I vent’anni dell’euro

per Gian Franco Ferraris
Autore originale del testo: Guglielmo Forges Davanzati
Fonte: Iuncturae

di Guglielmo Forges Davanzati

Nel 1999 fu introdotto l’euro, soli venti anni fa. L’Italia fu ammessa nel club dei Paesi fondatori nel 1998, a seguito di pesanti misure di restrizione della spesa pubblica e di aumento della pressione fiscale, ma comunque superò l’esame, sebbene non rispettasse il parametro del 60% del rapporto fra debito pubblico e prodotto interno lordo imposto dal Trattato di Maastricht. Da allora, dopo una prima fase sostanzialmente positiva, caratterizzata da riduzioni dei tassi di interesse e da crescita economica dei Paesi dell’Eurozona, a seguito della prima crisi del 2007-2008 è cresciuto lo scetticismo nei confronti del progetto di unificazione europeo.

A ben vedere, lo scetticismo avrebbe dovuto sedimentarsi negli anni novanta, anni nei quali doveva essere chiaro (e fu chiaro a soli pochissimi economisti italiani) che l’adozione di una moneta unica, in assenza di un coordinamento delle politiche fiscali, avrebbe determinato crescenti squilibri regionali e non avrebbe resistito a shock esogeni. E, nel caso italiano, ci sarebbero state ottime ragioni per non entrare subito nel club: se non altro perché l’Italia non era (e tantomeno lo è oggi, dopo decenni di tendenze recessive) sufficientemente robusta sul piano industriale per accettare la sfida della competizione all’interno dell’Unione.

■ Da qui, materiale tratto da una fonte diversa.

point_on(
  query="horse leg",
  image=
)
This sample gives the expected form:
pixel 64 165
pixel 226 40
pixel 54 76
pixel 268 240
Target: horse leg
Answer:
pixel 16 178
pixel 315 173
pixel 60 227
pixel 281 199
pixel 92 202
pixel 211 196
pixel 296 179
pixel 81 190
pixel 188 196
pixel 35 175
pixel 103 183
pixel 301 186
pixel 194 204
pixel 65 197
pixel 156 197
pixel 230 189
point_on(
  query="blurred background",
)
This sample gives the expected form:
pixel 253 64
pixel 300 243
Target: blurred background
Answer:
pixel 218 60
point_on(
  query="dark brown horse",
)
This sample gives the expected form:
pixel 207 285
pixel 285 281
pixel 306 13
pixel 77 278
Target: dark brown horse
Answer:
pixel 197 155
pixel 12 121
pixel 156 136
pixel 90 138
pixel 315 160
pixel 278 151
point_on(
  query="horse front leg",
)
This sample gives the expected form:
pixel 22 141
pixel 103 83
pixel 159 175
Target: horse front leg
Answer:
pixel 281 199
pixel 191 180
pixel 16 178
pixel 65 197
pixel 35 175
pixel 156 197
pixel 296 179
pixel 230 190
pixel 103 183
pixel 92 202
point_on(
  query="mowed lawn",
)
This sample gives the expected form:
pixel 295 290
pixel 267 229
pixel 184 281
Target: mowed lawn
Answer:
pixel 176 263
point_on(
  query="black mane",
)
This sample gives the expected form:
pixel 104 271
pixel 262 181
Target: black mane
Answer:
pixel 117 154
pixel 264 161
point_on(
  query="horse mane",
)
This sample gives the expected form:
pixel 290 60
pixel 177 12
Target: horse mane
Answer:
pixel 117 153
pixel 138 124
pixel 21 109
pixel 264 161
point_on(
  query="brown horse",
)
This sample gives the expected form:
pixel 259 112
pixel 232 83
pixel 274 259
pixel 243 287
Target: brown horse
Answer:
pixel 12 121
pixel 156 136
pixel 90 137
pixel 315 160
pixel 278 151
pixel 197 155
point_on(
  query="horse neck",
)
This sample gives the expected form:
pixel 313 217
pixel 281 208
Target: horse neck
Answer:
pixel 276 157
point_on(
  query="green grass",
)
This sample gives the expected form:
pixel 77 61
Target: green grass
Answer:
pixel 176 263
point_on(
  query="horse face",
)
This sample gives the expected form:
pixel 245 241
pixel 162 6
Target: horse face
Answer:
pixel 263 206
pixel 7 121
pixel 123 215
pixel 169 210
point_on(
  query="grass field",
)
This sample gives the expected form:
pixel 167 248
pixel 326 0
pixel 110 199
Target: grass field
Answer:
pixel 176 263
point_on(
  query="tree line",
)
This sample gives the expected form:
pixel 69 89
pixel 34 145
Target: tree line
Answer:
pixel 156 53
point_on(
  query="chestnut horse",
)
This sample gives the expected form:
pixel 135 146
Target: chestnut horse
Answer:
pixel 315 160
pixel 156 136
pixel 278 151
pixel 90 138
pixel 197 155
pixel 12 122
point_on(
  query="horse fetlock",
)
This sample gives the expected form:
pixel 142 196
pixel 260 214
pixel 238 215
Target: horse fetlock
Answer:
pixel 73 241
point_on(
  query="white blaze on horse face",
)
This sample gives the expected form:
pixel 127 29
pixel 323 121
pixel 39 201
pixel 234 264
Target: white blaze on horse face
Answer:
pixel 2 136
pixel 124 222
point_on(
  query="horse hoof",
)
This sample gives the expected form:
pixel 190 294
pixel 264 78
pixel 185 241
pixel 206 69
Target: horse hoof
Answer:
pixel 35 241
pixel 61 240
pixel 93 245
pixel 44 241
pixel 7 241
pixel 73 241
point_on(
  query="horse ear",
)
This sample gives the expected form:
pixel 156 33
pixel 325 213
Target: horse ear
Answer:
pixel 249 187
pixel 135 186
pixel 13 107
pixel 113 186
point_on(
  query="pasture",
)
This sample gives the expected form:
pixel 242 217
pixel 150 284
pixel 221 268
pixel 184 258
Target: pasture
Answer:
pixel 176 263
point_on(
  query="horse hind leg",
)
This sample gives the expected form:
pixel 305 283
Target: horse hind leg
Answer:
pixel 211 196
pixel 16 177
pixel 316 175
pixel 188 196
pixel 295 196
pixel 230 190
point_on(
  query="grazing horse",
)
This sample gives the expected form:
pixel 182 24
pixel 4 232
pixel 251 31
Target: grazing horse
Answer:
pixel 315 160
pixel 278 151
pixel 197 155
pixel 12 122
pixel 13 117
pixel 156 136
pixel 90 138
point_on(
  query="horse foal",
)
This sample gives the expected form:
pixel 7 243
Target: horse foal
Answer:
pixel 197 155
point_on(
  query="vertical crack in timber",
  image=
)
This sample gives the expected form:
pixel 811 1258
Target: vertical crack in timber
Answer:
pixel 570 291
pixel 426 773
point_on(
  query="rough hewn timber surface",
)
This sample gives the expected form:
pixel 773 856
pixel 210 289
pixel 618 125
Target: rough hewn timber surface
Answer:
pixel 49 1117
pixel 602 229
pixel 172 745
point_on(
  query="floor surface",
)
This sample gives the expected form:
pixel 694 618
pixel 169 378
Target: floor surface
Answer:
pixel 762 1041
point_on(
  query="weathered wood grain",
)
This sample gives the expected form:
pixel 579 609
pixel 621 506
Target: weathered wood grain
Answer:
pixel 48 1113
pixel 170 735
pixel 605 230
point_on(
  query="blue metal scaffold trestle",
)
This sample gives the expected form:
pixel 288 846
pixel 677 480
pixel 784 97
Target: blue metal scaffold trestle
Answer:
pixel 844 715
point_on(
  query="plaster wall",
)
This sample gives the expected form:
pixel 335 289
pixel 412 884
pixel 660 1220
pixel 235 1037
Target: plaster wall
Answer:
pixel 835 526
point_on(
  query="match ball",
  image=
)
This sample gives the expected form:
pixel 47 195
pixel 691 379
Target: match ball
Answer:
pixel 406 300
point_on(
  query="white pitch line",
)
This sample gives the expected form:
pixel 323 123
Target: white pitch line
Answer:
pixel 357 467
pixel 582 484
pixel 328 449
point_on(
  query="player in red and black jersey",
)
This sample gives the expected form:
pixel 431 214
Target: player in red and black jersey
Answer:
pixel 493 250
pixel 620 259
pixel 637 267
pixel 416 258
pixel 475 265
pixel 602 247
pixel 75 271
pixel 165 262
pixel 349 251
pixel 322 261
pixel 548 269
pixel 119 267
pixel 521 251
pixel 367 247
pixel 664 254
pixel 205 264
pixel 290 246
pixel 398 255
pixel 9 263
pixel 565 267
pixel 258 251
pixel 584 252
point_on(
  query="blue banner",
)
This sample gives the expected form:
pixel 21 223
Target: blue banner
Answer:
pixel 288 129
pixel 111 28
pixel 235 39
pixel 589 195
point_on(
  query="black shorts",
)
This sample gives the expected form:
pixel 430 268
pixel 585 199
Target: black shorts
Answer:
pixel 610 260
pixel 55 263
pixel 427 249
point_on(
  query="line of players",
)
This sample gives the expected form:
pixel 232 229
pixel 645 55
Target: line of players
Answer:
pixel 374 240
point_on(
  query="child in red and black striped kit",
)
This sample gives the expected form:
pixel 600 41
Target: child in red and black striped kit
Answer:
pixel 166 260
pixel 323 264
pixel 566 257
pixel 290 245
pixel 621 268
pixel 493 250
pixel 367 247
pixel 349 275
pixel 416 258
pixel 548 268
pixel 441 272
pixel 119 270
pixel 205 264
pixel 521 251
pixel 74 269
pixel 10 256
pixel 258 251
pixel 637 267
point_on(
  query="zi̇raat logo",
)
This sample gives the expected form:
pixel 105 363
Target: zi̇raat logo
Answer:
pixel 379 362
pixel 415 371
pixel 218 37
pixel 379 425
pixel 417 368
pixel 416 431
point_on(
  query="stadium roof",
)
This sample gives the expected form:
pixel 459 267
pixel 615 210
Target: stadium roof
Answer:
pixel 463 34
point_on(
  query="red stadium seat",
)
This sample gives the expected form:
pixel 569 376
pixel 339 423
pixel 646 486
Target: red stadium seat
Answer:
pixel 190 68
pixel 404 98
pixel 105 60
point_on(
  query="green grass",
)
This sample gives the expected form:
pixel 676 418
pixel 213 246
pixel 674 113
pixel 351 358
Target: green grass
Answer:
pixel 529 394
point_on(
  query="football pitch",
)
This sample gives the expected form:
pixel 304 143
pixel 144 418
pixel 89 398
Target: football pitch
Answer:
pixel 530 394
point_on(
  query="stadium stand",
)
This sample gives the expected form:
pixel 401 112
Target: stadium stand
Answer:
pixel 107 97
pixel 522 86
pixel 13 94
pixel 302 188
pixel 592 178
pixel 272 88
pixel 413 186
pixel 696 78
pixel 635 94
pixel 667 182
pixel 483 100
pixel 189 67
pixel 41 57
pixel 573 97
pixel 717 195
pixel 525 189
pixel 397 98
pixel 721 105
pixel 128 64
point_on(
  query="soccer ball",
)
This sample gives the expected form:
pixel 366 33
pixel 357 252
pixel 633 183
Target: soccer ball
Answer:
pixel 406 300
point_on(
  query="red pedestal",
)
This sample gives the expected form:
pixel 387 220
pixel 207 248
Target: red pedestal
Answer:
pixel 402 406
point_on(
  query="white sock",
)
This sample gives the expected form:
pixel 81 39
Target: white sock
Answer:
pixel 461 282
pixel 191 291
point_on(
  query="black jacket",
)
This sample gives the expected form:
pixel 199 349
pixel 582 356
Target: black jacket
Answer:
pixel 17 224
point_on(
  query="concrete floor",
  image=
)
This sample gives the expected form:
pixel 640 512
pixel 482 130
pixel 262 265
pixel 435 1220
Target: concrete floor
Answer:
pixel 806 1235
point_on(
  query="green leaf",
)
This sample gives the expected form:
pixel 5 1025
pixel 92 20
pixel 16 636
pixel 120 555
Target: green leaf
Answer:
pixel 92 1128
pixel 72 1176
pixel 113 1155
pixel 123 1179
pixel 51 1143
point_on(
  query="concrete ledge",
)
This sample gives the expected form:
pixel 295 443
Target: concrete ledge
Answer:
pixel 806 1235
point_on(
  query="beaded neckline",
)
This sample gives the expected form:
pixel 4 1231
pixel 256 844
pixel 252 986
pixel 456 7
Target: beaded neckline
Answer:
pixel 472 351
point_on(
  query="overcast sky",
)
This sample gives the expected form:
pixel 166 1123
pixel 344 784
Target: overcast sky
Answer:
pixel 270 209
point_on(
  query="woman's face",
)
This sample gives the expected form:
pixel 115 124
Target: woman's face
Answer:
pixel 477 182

L’Unione era infatti costruita su basi competitive al suo interno e con la condizione implicita che la sua crescita economica fosse demandata alla crescita della sua locomotiva – la Germania in fase di unificazione – secondo la tesi per la quale “la marea alza tutte le barche”: sarebbe cioè stato sufficiente lo sviluppo dei Paesi del Nord del continente per trascinare le aree economicamente più deboli. Alcuni economisti italiani nutrivano all’epoca molta diffidenza a riguardo, ma la loro voce rimase sostanzialmente inascoltata. Si fece osservare, in quegli anni, che i vincoli europei – proprio a partire dall’adozione di una moneta comune – avrebbero dovuto associarsi alla modernizzazione dell’apparato industriale del Paese.